The speech processing market continued its wander towards the commodity end of the industry last week when the Delrina Technology Inc subsidiary of Delrina Corp, Toronto said that it would be adding speech extensions to its WinFax personal computer facsimile software. Delrina says it will exploit the signal processing capabilities that some facsimile modem manufactures are just beginning to build into their products. Last June both Zilog Corp and National Semiconductor Corp announced chip sets that combined voice, modem and facsimile capabilities and already a number of board-level products are coming to market that incorporate them. Delrina is basing its pitch on the expected low cost of these modems relative to the cost of buying separate facsimile and answering machines, and the large installed base of Windows users with a single phone line who keep finding themselves talking to modems. The intended extensions sound quite powerful.
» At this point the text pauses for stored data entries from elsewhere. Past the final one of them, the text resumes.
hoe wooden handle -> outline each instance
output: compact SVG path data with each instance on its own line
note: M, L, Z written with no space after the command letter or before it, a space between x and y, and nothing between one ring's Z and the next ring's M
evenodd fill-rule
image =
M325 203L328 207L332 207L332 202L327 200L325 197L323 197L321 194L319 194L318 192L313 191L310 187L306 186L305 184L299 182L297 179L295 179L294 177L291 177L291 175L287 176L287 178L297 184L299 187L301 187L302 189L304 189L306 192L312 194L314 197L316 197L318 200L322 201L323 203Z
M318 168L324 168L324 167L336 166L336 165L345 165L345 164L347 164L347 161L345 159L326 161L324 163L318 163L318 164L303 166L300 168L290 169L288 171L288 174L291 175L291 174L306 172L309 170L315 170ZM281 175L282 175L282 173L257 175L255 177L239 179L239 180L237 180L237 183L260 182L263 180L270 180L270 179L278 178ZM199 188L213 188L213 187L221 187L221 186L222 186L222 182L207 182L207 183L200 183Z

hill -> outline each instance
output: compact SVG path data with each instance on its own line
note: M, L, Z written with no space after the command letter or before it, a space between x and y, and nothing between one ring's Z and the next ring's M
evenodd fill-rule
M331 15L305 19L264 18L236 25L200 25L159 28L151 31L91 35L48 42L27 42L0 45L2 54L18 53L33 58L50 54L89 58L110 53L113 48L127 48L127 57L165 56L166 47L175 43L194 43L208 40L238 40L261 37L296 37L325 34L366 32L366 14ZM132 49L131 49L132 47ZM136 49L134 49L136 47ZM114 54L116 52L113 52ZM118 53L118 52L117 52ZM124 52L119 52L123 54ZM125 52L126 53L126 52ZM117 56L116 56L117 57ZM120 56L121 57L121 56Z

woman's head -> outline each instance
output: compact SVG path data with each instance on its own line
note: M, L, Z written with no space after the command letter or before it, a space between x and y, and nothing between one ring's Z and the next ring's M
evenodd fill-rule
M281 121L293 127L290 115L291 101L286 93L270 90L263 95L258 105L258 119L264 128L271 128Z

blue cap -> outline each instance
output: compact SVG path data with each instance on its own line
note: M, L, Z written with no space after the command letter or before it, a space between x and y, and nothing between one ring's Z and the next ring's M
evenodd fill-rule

Delrina says that it will support call discrimination, integrated voice mail, Caller ID, an audio notepad, automated dialling, and the standard Windows list is the basic requirement to distinguish between incoming speech, facsimile and modem calls. Delrina claims, without explaining how, that the close integration of software and hardware will mean that the detection will be more reliable than existing switches, which occasionally make mistakes. The integrated voicemail facility is designed to provide facilities akin to the familiar answering machine. All messages are saved to the computer.
Remotely
If the incoming call is a facsimile message, WinFax will automatically switch on to receive it. In addition, users can access their voice mail remotely. By dialling-in and pushing a series of touch-tone codes, they can play-back, save and delete messages, and change the system’s announcements and their personal greeting. Where available, Delrina says the software will be able to take advantage of calling line identification so users can screen their calls. Finally Audio notepad will enable the user to recording their phone conversation at the click of a button. Delrina says that OEM and retail versions of WinFax with voice will begin to appear early this summer as the hardware products begin to roll out.